Впрочем, о жене ему тоже вспоминать не хотелось. Эрика была слишком холодна и свободолюбива, чтобы сохранять к своему серому, невзрачному мужу хоть какие-то чувства. К тому же, в отличие от многих других женщин их круга, притворяться влюбленной или хотя бы терпящей своего мужа она не хотела, а играть была не способна. Что же касается самого Канариса, то, несмотря на возраст, он все еще оставался слишком закомплексованным, чтобы чувствовать себя достойной парой рядом с красавицей женой, и слишком ревнивым, чтобы прощать ей холодность и любовные прегрешения. Единственное достоинство Эрики заключалось в том, что она не предавалась публичным скандалам, сотворяя хоть какую-то видимость семейного благополучия.
12
Неслышно появилась Канария, остановилась у него за спиной и потерлась подбородком об основательно поседевшую голову. За многие годы общения адмирал привык к ее языку жестов, на котором подобное потирание могло означать только одно: «Не надо воспоминаний, они лишь ранят душу». Оно оказалось очень своевременным: старый шпион-моряк как раз вспоминал об унизительном отвержении его Эрикой сразу же после побега из римской тюрьмы, где его ждала высочайшая из шпионских наград — виселица.
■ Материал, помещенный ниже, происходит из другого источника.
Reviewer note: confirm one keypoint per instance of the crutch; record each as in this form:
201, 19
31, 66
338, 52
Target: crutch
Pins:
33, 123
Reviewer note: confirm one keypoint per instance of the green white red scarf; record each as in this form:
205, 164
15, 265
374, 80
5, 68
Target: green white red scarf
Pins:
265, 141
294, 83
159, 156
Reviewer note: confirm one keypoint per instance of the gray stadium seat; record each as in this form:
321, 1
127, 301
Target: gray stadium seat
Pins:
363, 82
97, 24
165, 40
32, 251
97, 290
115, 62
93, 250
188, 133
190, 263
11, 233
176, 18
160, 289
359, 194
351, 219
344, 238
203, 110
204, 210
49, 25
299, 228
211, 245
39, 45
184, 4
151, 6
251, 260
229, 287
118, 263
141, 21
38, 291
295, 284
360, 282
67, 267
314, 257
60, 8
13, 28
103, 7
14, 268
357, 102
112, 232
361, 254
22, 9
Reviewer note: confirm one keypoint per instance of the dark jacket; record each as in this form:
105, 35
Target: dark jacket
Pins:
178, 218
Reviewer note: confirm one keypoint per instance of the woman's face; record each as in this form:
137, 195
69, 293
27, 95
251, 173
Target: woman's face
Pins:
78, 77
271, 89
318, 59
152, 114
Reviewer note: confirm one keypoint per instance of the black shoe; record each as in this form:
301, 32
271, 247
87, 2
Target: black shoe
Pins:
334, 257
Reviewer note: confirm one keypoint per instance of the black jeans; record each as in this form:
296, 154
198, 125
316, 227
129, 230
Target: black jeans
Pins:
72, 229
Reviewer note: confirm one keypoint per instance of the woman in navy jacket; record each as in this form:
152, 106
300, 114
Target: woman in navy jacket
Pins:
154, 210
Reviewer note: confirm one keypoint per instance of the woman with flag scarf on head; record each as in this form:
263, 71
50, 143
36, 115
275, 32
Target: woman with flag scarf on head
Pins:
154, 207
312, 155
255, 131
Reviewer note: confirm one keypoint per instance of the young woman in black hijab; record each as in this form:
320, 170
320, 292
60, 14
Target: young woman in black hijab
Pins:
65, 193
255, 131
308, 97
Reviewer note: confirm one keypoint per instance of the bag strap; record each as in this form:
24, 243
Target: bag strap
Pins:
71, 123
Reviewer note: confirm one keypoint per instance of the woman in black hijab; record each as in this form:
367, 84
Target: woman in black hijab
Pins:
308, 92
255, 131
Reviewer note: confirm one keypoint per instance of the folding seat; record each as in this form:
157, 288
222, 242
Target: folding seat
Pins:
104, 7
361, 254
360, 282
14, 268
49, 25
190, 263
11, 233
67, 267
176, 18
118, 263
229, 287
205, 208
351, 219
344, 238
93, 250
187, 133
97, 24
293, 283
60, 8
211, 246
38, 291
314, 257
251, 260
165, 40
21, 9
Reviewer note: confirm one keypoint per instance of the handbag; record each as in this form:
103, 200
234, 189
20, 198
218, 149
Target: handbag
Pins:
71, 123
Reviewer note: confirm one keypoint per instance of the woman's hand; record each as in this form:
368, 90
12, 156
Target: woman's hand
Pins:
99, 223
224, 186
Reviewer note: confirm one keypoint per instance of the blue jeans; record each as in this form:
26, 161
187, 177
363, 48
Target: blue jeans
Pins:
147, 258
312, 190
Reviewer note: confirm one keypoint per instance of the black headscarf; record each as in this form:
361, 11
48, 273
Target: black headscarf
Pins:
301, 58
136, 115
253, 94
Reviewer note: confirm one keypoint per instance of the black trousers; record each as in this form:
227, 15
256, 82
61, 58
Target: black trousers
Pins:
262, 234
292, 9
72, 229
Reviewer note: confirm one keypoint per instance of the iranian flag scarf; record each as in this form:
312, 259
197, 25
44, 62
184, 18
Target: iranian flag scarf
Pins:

Совершив этот изумительный по своей дерзости побег и прибыв домой, он неосторожно взглянул на себя в трюмо рядом с удивительно похорошевшей, зрелой красавицей-женой. Вильгельм и в лучшие свои годы старался не заглядываться на себя в зеркало, брезгливо презирал свои фотографии и убийственно ненавидел любые, пусть даже самые лестные комплименты по поводу того, как прекрасно он выглядит и как задушевно они с Эрикой смотрятся рядом. Знал: если они и смотрелись, то лишь в том смысле, что рядом с ним, маленьким, хлипким заморышем, жена выглядела еще стройнее и величественнее. Причем самое ужасное, что гордиться обладанием такой женщиной Канарис так и не научился.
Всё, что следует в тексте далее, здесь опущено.